この学園において、東御手洗清司郎の名前を知らない者はいない。彼は才色兼備という言葉通りの綺麗な見た目と、14歳にして海外の大学院を卒業したほどの頭脳の持ち主だ。
 何故日本の中学校にいるのかは分からないけれど、きっと「同世代の人間と親交を深め社会性を養いなさい」みたいな、家庭の教えがある……のかもしれない。

 その彼が、学校の廊下でうずくまっている。
 夕暮れ時の、誰もいなくなった教室で私は委員会で使うプリントをまとめていた。
 その時、廊下から物音がして、覗いてみると東御手洗くんがいたのだ。

「だ、大丈夫?」

 東御手洗くんとは違うクラスの顔見知り程度でほとんど話したことはなかったけれど、勇気を出して声をかけてみる。彼はゆっくりと振り返り、私を見た。眉毛をひそませ、どうしてか涙目だった。

「い、いや。失敬。少し、よろめいた、だけだよ……」
「具合悪いの? 立てる?」

 歩み寄り、手を差し出そうとしたところで、冊子を作るために、ポケットに入れていたままだったホッチキスが弾みで落ちる。ガタン! リノリウムの廊下に、金属のぶつかる音が響いた。

「ひ、っ!?」
「あ、ごめん」

 過剰に驚きすぎだ。そういった態度を取られると、こちらがとてつもなく悪いことをしてしまったような気がする。

「おど、驚かせないでくれたまえ!」
「そんなつもりじゃなかったけど……」

 何があったの、と私は尋ねる。具合が悪かったのかと思っていたけれど、何か訳があるのかもしれない。
 東御手洗くんは壁に手を付き、よろよろと立ち上がりながら私に向き直る。表情は暗いものだけれど、さすが女子生徒に噂されるだけあって美形だった。

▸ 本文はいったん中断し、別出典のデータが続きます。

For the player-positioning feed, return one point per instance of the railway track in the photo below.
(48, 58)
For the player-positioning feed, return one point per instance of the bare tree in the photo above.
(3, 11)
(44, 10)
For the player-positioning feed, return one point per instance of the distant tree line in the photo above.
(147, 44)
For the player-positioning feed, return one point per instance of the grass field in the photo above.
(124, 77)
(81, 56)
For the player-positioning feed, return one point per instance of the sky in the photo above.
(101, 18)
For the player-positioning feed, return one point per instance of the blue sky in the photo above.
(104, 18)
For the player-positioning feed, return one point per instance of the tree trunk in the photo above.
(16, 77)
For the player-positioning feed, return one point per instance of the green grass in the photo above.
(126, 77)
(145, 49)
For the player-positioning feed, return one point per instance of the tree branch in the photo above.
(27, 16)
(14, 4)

「さ、さっき天ノ河くんが先生に連れられて行くのを見たんだよ……」
「え? うん」

 東御手洗くんは窓を指指す。倉庫と校舎を繋ぐ道だった。天ノ河くん、という人は私は知らないけれど、先生と歩いているのを目撃しただけでこんな様子になるのはやはり不自然だ。そう考えていると、私は一つのことを思い出す。

「あのー、もしかして……あの事件気にしてるの?」

 それは、謎の口縫男の噂。口縫男に出会った人は時間を奪われ、意識不明となってしまう。そんな、非現実的な話。私も嘘だと思っていたけれど、昨日、突然倒れて入院してしまった子がいた。同学年の子だった。
 私があの事件、と言うと東御手洗くんはまた顔を強張らせる。

「ば、ばかな! キミはまさか本当にあの噂を信じているのかい?」
「だ、だって、たくさん流れてるよ、SNSで」

 私は怯えた様子の東御手洗くんに、デジッターの画面を見せる。たった一夜にして、地元の学生のあいだでは、もうすっかり我が学園は噂の中心となってしまっていた。

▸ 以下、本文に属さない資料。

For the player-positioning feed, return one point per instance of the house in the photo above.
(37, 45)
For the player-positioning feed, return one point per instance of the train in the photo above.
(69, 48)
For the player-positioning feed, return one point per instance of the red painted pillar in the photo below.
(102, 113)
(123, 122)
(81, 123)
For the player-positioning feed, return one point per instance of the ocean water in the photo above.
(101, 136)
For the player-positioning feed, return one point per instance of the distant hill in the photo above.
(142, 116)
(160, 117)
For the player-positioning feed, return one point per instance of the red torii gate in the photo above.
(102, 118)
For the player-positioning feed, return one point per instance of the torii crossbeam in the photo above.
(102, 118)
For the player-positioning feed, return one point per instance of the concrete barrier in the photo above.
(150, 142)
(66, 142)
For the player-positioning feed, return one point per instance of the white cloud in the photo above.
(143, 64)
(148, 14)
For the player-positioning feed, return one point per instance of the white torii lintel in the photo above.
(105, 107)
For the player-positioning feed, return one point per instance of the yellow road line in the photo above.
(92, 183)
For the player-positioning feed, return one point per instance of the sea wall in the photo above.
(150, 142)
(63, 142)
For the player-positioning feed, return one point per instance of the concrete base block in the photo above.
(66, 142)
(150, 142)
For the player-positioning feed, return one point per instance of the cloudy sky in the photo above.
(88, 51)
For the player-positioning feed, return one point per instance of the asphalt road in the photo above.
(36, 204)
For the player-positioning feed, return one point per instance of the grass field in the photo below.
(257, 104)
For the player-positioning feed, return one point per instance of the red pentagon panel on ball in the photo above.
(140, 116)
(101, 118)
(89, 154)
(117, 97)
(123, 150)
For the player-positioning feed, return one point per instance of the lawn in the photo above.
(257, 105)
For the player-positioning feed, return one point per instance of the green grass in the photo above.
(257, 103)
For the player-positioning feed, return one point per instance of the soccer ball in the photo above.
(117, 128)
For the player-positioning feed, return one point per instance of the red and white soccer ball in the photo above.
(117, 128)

「大体、そんなの非現実的で証拠がないじゃないか、ホログラムゴーストなんて」
「……もしかして、怖いの苦手?」
「そ、そ、そんなことないだろう! 勝手な憶測はやめたまえ!」
「ふうん。まあ、そういうことでも良いけど……」

 昨日の女の子と、天ノ河くん、という人の話が本当に結び付いているのかは分からない。いくらホログラムゴーストなんて噂が立っていても、この目で見ていないものは、私は信じられなかった。
 けれど、このままずっと怯えているわけにもいかない。

「とりあえず、帰ろ。一人より、二人の方が安心でしょ」

 葉桜学院の、寮まで。私はそう言って、笑いかけた。
 私も委員会の作業はほとんど終わっていたところだし、何だか大げさな様子の東御手洗くんをこのままにはしておけなかった。

「わ、わかった……。どうしてそんなに冷静なのか信じられないよ」

 あなたの態度を見ていると冷めてきただけだよ、とは言わないでおく。
 東御手洗くんは包帯を巻いている手を口元に当て、咳払いをした。

「言っておくけれど、僕は怖いわけじゃ、ないから!? 君みたいな女の子一人で帰るのは、危ないから、な!」
「はいはい、よろしくお願いします」

 私は荷物をまとめ、東御手洗くんの隣を歩き始める。
 事件の噂はともあれ、あの東御手洗くんの、皆が知らないであろう一面を垣間見ることができて、私は少し嬉しかったのだった。